The official voice of the company works because it is always supposedly from you (the company).  Maybe one of its values is that it can never up and leave you – taking its followers along – but depending on the platform, the company voice might not be considered as authentic or it might be thought of as too dry and unimportant.  It takes more than just posting to engage a large base and only consistent communication complemented by other outreach can build a passionate following.  Knowing that, social outreach is not a medium to fly into without a strategy and discussion of tone, frequency and communication.  It also cannot be considered as something that you can constantly change.

The option of working through other entities might work for you if your goal is to reach a large group of people quickly – perhaps via someone they trust.  There is an element of control you will be lacking in this engagement, but with the proper partner, it can lead to quick engagement of larger groups if that is what you are looking for.  Of course, you are effectively leveraging an individual’s personae to communicate with readers or consumers who will relate positively with you company or product. It’s all great when the positives line up nicely with your product or releases, but you won’t have total control over it.

With either of these – and all other forms and formats – there is strong value that is completely dependent on what you are trying to convey and how you want to convey it.  Either way, strategy is the most important and shouldn’t rely on your hiring of someone to just write.  If you hire anyone, it should be a social strategist and they should formulate the strategy only have a bunch of meetings with the marketing, publicity groups or whatever combination makes sense for your organization.  Perhaps only after you’ve defined the strategy can you place a hard value on the elements of your social campaign.  Unfortunately, there is no one metric that correlates with everyone’s needs.

In the case of Noah Kravitz, there is no way his readers are worth $2.50 each – the amount Phonedog is seeking from Kravitz) and I personally don’t believe the company can lay claim to anything he has done with that list because it has always been just him – even with his old user name being both his name and the company’s name, the company was not represented without Noah’s name in there. As we don’t know the specifics, we can’t fully judge, but I don’t see grounds for the company to get any compensation.  They didn’t hire him specifically to start-up a Twitter feed for them and there didn’t seem to be any bespoke characteristics they might have developed for Kravitz to speak of when representing the business full and not himself.
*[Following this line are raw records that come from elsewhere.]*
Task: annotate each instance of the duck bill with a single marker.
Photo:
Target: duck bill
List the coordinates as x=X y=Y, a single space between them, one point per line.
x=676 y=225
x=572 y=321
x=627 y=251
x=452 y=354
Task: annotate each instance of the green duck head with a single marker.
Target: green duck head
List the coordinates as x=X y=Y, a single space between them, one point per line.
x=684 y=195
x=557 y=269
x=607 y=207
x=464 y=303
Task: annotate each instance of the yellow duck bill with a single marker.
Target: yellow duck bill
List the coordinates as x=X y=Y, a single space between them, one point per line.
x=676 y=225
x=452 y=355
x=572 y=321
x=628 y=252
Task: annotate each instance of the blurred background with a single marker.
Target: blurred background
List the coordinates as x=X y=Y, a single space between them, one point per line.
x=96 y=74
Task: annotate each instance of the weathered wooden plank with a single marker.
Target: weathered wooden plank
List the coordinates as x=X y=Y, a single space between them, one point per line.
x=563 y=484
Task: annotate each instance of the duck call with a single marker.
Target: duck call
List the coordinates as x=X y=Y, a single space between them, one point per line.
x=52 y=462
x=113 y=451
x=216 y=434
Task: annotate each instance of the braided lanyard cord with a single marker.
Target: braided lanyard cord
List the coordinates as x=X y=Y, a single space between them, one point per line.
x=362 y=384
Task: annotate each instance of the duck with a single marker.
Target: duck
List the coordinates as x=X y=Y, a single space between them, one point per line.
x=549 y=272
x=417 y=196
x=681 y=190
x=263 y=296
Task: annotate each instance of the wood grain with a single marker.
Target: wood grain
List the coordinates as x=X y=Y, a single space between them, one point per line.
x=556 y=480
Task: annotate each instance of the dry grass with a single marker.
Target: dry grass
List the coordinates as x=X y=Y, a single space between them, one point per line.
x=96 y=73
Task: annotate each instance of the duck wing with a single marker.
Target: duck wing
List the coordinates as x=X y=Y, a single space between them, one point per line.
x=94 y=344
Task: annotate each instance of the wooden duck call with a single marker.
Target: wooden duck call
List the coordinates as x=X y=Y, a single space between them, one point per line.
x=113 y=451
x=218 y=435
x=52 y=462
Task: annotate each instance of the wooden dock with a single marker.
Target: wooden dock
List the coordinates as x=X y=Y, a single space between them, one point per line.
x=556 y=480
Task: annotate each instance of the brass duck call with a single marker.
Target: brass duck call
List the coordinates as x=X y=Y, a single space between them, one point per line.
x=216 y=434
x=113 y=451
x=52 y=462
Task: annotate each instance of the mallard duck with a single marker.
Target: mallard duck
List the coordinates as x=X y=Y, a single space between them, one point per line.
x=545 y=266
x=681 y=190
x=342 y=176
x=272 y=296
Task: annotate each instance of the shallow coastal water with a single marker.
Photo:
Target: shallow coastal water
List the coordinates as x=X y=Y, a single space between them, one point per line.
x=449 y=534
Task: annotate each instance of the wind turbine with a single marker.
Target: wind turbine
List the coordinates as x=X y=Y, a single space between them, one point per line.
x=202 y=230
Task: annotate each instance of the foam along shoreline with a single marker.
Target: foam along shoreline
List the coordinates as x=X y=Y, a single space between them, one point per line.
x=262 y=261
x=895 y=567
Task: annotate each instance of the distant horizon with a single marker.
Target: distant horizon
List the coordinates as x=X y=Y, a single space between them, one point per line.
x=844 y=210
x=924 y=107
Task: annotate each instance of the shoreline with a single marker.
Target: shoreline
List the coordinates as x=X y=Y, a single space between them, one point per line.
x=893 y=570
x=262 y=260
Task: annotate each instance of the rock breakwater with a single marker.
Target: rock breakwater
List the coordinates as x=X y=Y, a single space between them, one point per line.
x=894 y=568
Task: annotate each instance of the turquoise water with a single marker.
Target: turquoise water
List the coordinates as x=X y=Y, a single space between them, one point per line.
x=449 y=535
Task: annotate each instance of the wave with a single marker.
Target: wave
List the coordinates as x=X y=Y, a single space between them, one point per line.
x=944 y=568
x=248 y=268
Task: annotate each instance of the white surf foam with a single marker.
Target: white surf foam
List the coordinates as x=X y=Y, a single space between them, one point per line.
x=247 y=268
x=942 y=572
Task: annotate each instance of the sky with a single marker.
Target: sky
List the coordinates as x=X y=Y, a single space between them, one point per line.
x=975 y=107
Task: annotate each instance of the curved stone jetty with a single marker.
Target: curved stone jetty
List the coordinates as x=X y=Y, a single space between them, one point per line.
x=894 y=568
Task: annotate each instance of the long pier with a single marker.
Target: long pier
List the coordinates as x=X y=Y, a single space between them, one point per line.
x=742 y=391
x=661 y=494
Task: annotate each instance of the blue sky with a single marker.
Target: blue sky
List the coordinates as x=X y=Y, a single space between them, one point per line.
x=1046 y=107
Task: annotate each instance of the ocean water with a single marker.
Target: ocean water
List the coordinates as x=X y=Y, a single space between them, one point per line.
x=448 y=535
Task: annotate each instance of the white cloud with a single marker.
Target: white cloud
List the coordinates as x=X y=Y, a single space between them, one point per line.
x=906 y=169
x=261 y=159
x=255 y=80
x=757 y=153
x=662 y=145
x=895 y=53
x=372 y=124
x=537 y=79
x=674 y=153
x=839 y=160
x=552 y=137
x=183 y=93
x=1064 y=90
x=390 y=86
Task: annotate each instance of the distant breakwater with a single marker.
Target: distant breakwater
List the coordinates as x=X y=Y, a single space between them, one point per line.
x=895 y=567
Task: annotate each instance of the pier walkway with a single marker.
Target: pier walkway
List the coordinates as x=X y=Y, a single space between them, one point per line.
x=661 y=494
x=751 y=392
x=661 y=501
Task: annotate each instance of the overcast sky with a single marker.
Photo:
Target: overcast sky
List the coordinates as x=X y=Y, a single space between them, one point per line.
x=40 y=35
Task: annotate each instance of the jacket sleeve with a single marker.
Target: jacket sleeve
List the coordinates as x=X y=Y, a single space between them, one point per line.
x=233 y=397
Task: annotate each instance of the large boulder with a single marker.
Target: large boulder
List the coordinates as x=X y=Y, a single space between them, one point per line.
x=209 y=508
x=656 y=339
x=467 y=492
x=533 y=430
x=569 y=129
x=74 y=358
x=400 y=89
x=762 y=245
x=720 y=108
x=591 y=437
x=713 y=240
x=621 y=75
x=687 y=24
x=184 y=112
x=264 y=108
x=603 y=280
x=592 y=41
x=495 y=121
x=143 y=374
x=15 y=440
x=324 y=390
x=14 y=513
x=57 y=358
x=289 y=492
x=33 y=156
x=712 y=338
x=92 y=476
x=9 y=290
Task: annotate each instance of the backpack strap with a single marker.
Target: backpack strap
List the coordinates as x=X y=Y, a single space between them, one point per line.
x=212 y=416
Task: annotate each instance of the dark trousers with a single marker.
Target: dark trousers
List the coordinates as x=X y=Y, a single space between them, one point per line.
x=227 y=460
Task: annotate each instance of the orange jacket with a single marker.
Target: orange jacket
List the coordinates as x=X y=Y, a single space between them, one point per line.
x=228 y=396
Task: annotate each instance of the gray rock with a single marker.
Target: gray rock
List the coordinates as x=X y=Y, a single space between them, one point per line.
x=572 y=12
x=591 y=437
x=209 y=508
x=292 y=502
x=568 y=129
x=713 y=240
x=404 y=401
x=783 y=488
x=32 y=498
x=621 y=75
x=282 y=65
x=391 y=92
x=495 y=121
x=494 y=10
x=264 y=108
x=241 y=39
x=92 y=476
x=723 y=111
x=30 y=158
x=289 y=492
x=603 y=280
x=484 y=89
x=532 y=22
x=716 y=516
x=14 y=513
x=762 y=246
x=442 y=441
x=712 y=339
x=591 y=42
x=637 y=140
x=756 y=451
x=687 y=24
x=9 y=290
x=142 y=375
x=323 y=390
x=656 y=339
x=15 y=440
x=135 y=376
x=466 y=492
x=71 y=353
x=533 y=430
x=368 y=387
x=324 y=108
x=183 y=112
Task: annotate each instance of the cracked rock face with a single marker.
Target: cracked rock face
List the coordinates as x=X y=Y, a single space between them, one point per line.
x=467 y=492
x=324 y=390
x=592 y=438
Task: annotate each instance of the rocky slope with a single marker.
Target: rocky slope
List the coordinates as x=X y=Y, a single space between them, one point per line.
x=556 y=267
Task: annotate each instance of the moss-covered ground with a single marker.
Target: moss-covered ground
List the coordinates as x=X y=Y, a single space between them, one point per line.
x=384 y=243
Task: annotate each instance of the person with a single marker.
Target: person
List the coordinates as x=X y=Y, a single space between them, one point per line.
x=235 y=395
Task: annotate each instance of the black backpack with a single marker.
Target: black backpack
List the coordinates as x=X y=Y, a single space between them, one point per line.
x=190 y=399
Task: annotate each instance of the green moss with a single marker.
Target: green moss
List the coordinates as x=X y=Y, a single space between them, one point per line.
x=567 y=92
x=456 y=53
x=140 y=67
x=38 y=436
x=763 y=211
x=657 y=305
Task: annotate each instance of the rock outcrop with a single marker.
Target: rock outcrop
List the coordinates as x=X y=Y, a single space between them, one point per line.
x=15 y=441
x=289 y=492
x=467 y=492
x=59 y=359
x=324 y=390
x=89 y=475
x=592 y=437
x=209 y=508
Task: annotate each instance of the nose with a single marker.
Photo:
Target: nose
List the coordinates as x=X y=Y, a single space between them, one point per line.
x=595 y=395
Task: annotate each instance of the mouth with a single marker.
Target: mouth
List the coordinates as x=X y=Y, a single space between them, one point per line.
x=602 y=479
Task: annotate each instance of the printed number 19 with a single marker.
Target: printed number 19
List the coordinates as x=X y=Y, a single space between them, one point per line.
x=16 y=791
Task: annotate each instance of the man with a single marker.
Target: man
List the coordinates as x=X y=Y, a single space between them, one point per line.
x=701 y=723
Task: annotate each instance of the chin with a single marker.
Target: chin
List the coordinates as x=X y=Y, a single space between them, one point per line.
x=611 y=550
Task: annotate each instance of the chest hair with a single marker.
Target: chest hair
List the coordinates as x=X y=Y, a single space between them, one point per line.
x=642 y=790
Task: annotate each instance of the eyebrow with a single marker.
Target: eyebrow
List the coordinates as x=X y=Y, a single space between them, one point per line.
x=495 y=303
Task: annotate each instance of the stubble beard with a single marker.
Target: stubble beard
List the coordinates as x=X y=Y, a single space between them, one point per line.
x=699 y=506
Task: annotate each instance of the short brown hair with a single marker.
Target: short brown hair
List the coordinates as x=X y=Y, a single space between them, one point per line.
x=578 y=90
While this legal wrangling will most likely not set any precedent, there are some things companies should do to protect themselves when it comes to social IP and the off-chance of it flying away if an employee (or more)  should leave:

  • Establish a clear social strategy for official communications and also for other employees who might invoke the company’s business when tweeting on their own behalf.  Besides mitigating PR issues, not setting clear parameters for employees discussing company issues (or not) there may be competitive or SEC issues that could arise if they share too much.  Make sure your internal and external strategies are clear and consistent.
  • If you start a social presence from scratch, make sure it has a specific POV or narrative that is consistent with your brand.  Whether in tone of voice, personality or whatever, that specific element effectively instills what could be considered social IP.  Even if you are engaging a person to create a following, establish it as a work-for-hire so that ownership is still in the control of the company if that person decides to bolt.
  • If going the route of bootstrapping on existing outlets, ensure that they work with your communication, but also make sure that there is no confusion who’s doing the communicating for who.  In this case, an outside source is communicating on the company’s behalf – so the company cannot expect to have ownership and control of the outside source.  Clear expectations are key – especially when determining if you want to transition this quick-reach solution to the long-term. As there are complexities related to the long-term when using outside sources, its one more reason to have a clear strategy prior to engaging social outreach.

Sadly, there are many more questions than answers when it comes to social and that’s why its imperative to lay a solid foundation or ground rules for your social branding. Whether it is corporate updates, product information, help or just the weather that you want to provide for your social minions, keep yourself out of a legal quandary by laying down strong ground rules for your business and employees.